Above all, Venezuela has massive oil, gas and other mineral resources which makes it less reliant on foreign capital. The bounty of the overthrow of the Venezuelan regime is too good a prize to be ignored. Military action has always been a solution for rapacious elements in the US foreign policy and military establishments.
But Venezuela, while not a match for the US war machine, is a far cry from Grenada, a victim of US invasion in 1983, and the circumstances are today very different. So, while some of the more rapacious elements in the US administration openly talk of “regime change” in Venezuela, the military action is being sugar-coated by calling it a “war against drugs” and President Maduro branded as being personally involved, including ties with the Mexican Sinaloa Cartel and terrorist elements.
The “war against drugs” is an old US propaganda trick aimed at winning support from law-abiding citizens.
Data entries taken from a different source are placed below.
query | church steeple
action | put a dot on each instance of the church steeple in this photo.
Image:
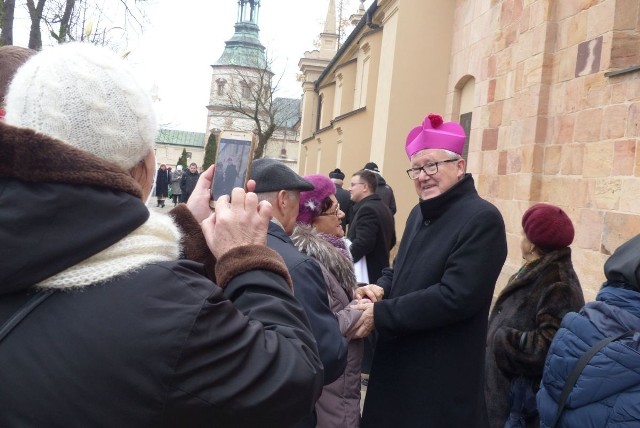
(244, 48)
(329, 37)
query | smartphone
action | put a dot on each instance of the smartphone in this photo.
(233, 166)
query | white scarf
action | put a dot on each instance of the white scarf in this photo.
(157, 240)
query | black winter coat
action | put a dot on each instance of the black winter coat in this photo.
(188, 183)
(310, 289)
(523, 321)
(372, 234)
(158, 346)
(344, 199)
(432, 323)
(163, 179)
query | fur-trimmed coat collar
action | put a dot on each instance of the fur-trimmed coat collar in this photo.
(32, 157)
(61, 207)
(314, 244)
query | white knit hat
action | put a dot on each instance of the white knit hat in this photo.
(85, 96)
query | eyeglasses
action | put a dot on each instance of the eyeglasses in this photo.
(334, 212)
(429, 169)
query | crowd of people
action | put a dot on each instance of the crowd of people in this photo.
(272, 309)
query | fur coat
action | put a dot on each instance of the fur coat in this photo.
(523, 321)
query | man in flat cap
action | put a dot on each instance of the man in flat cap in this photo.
(432, 319)
(279, 185)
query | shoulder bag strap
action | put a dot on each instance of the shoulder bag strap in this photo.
(23, 311)
(577, 370)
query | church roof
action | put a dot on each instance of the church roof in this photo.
(180, 138)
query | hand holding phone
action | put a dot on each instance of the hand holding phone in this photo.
(233, 167)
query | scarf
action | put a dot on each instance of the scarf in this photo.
(155, 241)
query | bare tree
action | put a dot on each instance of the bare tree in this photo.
(93, 21)
(7, 11)
(251, 95)
(35, 14)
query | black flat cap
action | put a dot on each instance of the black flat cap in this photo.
(272, 175)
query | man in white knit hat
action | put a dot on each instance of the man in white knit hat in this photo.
(99, 324)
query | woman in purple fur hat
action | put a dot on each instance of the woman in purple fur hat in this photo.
(319, 234)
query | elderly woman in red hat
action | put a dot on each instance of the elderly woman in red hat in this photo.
(526, 316)
(319, 234)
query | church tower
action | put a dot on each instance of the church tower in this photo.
(237, 74)
(241, 91)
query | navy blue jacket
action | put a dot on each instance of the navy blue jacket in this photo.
(607, 393)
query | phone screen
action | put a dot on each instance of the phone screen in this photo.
(233, 166)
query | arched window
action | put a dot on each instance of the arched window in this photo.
(221, 83)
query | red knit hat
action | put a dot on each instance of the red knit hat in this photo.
(548, 227)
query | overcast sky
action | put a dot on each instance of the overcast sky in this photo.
(182, 39)
(182, 42)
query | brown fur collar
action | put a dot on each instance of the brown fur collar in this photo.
(33, 157)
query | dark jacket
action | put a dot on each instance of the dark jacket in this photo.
(344, 199)
(606, 393)
(163, 179)
(310, 289)
(432, 323)
(372, 234)
(160, 345)
(386, 193)
(339, 403)
(523, 321)
(188, 183)
(176, 178)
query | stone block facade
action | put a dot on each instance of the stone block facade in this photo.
(557, 118)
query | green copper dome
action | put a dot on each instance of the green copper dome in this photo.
(244, 48)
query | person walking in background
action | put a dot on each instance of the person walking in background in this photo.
(372, 231)
(372, 235)
(163, 178)
(11, 58)
(318, 234)
(230, 176)
(278, 184)
(124, 334)
(527, 314)
(343, 196)
(605, 394)
(382, 189)
(428, 368)
(188, 181)
(176, 191)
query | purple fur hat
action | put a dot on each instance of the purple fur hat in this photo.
(311, 201)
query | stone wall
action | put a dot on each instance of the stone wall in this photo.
(552, 120)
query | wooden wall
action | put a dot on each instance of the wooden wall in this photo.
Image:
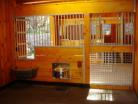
(93, 6)
(6, 40)
(136, 52)
(46, 56)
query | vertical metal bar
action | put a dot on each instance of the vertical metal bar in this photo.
(122, 30)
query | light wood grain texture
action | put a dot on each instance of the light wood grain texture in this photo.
(76, 7)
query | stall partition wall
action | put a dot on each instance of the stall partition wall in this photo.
(61, 38)
(45, 40)
(98, 44)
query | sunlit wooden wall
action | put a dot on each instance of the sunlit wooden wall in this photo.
(46, 56)
(6, 40)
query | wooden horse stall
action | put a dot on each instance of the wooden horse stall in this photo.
(74, 45)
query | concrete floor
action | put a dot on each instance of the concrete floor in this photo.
(21, 93)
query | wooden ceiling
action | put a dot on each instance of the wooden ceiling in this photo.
(45, 1)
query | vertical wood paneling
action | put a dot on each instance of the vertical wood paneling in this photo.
(6, 40)
(87, 47)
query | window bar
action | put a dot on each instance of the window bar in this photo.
(125, 34)
(42, 33)
(47, 37)
(21, 36)
(69, 30)
(76, 24)
(132, 36)
(122, 32)
(117, 32)
(66, 29)
(128, 22)
(131, 21)
(58, 29)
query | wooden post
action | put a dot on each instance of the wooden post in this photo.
(52, 30)
(87, 47)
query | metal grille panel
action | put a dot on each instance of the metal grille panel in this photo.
(108, 68)
(112, 29)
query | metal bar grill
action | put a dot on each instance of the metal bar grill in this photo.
(112, 29)
(69, 29)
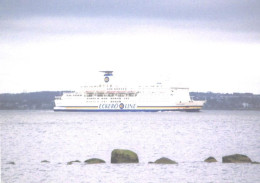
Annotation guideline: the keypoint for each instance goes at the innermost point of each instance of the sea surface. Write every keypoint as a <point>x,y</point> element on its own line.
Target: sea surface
<point>29,137</point>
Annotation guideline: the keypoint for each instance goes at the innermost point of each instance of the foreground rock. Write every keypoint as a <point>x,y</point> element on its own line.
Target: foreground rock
<point>71,162</point>
<point>164,160</point>
<point>94,161</point>
<point>124,156</point>
<point>210,160</point>
<point>10,163</point>
<point>236,158</point>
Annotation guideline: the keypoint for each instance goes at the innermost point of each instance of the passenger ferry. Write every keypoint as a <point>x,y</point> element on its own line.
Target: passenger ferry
<point>109,97</point>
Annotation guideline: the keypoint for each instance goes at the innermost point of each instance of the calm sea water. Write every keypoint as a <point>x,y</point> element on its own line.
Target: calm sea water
<point>28,137</point>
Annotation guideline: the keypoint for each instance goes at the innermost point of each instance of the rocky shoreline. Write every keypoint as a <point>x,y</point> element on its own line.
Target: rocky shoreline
<point>121,156</point>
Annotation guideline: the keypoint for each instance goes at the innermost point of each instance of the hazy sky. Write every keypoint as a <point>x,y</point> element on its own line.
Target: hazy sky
<point>61,44</point>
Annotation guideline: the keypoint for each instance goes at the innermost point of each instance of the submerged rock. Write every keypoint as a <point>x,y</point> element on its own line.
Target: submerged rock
<point>94,161</point>
<point>124,156</point>
<point>45,161</point>
<point>210,160</point>
<point>164,160</point>
<point>236,158</point>
<point>71,162</point>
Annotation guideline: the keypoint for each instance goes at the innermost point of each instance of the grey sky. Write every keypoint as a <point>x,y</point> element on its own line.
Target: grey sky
<point>236,15</point>
<point>215,43</point>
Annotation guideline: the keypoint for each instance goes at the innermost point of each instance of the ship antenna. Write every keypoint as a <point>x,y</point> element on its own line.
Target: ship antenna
<point>107,73</point>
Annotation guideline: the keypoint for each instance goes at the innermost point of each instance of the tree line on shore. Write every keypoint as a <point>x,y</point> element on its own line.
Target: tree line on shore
<point>215,101</point>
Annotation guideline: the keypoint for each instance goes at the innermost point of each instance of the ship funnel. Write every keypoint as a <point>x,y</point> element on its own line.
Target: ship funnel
<point>107,74</point>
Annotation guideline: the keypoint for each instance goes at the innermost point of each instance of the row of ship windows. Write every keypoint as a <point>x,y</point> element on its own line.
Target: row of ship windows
<point>104,101</point>
<point>122,89</point>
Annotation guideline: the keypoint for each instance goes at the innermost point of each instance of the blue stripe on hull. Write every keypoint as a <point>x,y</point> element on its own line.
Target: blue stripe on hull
<point>100,110</point>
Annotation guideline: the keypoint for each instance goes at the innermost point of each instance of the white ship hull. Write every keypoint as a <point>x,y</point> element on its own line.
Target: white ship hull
<point>107,97</point>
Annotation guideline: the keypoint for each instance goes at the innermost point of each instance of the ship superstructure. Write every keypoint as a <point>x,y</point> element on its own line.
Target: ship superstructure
<point>109,97</point>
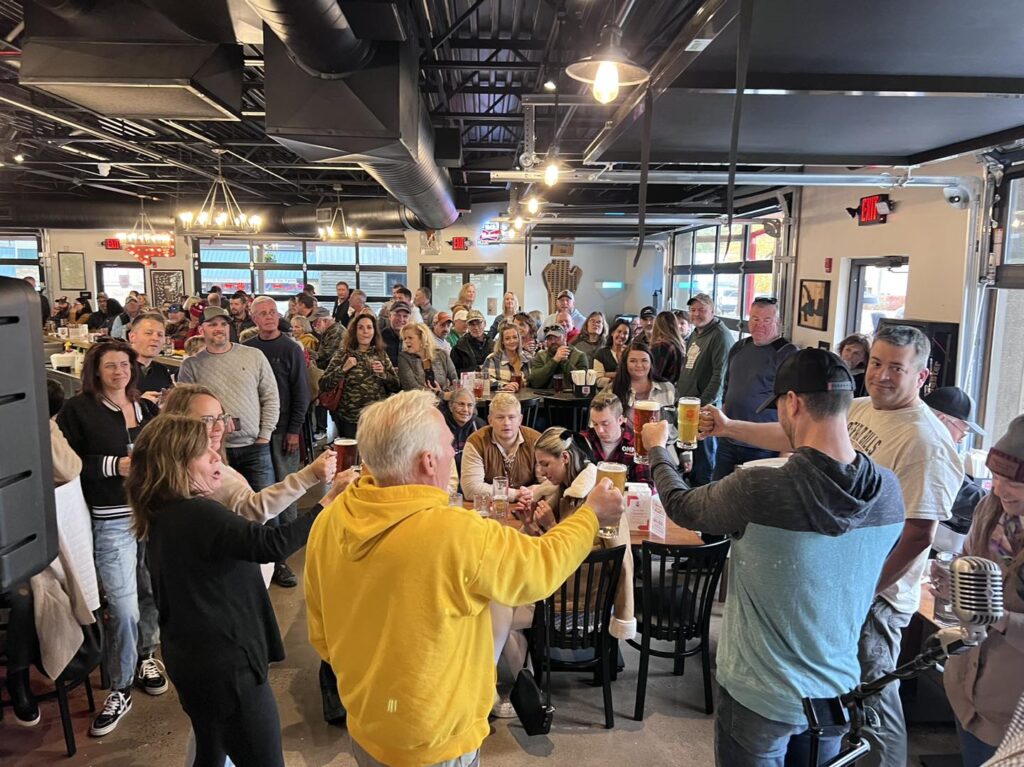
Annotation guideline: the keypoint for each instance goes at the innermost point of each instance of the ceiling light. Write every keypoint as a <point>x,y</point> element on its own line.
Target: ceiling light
<point>608,68</point>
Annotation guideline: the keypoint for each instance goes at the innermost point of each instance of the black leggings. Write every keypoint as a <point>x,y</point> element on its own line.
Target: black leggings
<point>249,733</point>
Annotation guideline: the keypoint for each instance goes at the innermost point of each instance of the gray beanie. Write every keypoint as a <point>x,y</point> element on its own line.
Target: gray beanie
<point>1007,456</point>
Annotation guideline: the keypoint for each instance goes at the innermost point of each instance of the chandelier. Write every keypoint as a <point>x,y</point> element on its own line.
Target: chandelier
<point>220,212</point>
<point>143,243</point>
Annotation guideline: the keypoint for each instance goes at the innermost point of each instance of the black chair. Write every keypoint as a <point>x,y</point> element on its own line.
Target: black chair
<point>577,618</point>
<point>677,586</point>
Not just in the USA but in the hemisphere, and worldwide as well. The problem is that if the drug problem has reached such a stage as to warrant military action against alleged suppliers in Latin America, what about the importers and distributors in the biggest market, the USA? Why is there no comparable action in that regard?
CARICOM, even with its size limitation, lack of resources and military might, poses a problem to US military ambitions. In this regard the leadership of the grouping and its cohesion are vitally important. There is already a firm CARICOM commitment to the Caribbean remaining a Zone of Peace.
Disputes, whether territorial or otherwise must be solved by peaceful means. If the military option is to be pursued, then CARICOM must be undermined from within.
What better way than the “democratic” path, to get leaders elected who, like the current Prime Minister of T&T will buck the trend.
She might have come out in the open. Who knows what lies in store for elections in Jamaica, Guyana, SVG and Saint Lucia to name the others in the line-up?
After all, elections do have consequences.
_ Renwick Rose is a Social and Political commentator.